My one ding - and it's a pet peeve - is that she used the term "GPS system" seven times when talking about a real world example of compensation for relativity. "GPS", of course, is an acronym for "Global Positioning System", and "GPS System" is redundant.

Still...a brilliant work. ( )
  Razinha | May 23, 2017 |
Only read about half of this , will get back to it sometime later maybe ( way too dense ) ( )
  Baku-X | Jan 10, 2017 |
Randall's book is quite comprehensive and largely understandable for a non-scientist reader like myself. Warped Passages gives a good overview of the evolution of theory about the makeup of the particles, forces and and dimensions that our universe may or may not be comprised of. The trick is not to try to comprehend every single concept and theory or to wrestle every paragraph to the ground before continuing on.

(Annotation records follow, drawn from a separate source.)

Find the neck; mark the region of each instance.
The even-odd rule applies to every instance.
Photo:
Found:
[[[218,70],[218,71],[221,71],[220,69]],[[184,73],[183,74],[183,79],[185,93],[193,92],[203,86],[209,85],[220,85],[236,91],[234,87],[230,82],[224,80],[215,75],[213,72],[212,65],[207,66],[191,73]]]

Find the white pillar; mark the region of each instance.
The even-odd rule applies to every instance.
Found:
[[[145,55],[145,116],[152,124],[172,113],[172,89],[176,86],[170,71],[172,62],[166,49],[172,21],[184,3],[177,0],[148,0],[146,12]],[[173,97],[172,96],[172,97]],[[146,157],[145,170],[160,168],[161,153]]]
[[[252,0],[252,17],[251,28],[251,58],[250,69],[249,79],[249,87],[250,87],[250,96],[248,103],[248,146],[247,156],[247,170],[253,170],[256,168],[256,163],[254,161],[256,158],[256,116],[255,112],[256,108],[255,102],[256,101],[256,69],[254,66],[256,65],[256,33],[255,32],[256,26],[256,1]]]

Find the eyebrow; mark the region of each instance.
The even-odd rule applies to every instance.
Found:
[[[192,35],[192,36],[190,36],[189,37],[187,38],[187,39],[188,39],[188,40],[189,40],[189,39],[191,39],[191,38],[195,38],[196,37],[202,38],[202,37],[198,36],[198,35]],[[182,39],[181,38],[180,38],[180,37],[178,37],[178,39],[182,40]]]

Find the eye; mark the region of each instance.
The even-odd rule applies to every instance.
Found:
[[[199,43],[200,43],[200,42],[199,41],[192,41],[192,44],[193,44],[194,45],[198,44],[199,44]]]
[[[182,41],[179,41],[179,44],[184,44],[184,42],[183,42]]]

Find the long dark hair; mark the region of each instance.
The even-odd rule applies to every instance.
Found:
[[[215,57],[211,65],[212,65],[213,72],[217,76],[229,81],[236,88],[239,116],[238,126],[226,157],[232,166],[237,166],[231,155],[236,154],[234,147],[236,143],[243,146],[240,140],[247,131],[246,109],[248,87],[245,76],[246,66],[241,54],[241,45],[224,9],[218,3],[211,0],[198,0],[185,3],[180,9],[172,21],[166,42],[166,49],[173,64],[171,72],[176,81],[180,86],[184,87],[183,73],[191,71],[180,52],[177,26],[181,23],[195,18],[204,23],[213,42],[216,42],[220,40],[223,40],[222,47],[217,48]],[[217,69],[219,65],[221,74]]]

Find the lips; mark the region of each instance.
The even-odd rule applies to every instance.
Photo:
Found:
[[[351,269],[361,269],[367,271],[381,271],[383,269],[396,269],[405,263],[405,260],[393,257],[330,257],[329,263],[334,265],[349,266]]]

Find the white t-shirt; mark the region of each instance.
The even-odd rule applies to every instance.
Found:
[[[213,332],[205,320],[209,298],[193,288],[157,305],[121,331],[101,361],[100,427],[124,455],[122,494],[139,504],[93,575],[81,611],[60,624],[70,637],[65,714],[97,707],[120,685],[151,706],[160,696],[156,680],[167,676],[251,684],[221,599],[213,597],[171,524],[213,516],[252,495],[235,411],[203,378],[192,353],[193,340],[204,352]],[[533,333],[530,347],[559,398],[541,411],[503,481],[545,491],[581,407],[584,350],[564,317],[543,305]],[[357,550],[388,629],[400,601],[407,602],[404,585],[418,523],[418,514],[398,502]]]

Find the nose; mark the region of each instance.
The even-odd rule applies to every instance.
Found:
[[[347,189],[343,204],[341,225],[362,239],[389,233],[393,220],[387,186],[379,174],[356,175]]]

Randall is an all-star of the physics world herself, so it is interesting reading about the developments of various theories from her point of view. It took a long time to get through this book: it's 450 pages and the going is sometimes slow. Also, I thought that Randall did not need to go into so much detail describing every single theory that's come down the pike. On the other hand, the book is very well organized, and Randall is frequently candid in saying when upcoming sections can be skipped without endangering a reader's understanding of the overall chronology of string and/or particle theory. My 50-Book challenge for this year went down the drain a while ago, so this was as good a time as any to tackle this challenging but interesting material. ( )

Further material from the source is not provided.